When you finish editing the text, we simply move the cursor to its end. All the text falls into the first stack, growing up, that is, the first temporary file. In memory, perhaps, there is still a piece of text - we simply add it to the file. After this, the first temporary file contains the saved text.
You can implement a few more optimizations. When opening a file, for example, the cursor is usually at its beginning. Therefore, all the text should be located in the second stack, that is, we should copy almost all the original contents of the edited file into the second temporary file backwards. This is a lengthy operation. It can be avoided if you postpone the creation of a second temporary file until it becomes necessary. That is, as long as the contents of the tail of the source file completely coincides with the contents of the second stack. During this period, instead of using the second temporary file, we can load information from the source file. To create a second temporary file, thus, you must first move the cursor over the text a distance greater than the size of free RAM, then edit something there, and then go back to the beginning of the text.

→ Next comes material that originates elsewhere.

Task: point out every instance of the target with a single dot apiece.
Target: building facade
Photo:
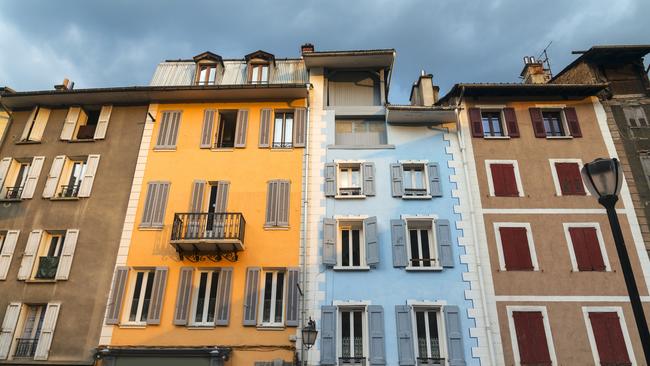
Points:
(207, 272)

The same optimization can be implemented for the first temporary file. Do not create it until it becomes necessary. And it will appear no earlier than the contents of the part of the first stack located on the disk will no longer coincide with the initial part of the source file. You can also use the “shadow write cursor” and thus avoid unnecessary copying operations when moving the cursor through text without editing. Then, if the user moves the cursor far across the text without editing, the speed will be no worse than that of a simple text viewer without fully loading it into memory.
Text editing implemented by the described method without its full loading into memory thus has a moderate overhead in disk space: temporary files require space equal to the size of the text.
Interestingly, even if a large text in principle climbs into RAM, using an editor that does not load it entirely, such a document will open faster. Again, increased user convenience.
Conclusion
This is not the first time that I have come across the fact that some technologies developed for old computers with limited capabilities are forgotten in our time, which leads to the spread of inefficient solutions. I hope that the “secret knowledge of ancestors” described in this article will help the birth of good text editors.
Thanks
I first learned about the described data structure from an
ESL user in a thread on the
zx.pk.ru forum. There was also discussed the organization of memory for a text editor with reference to a computer with limited resources, such as the ZX Spectrum.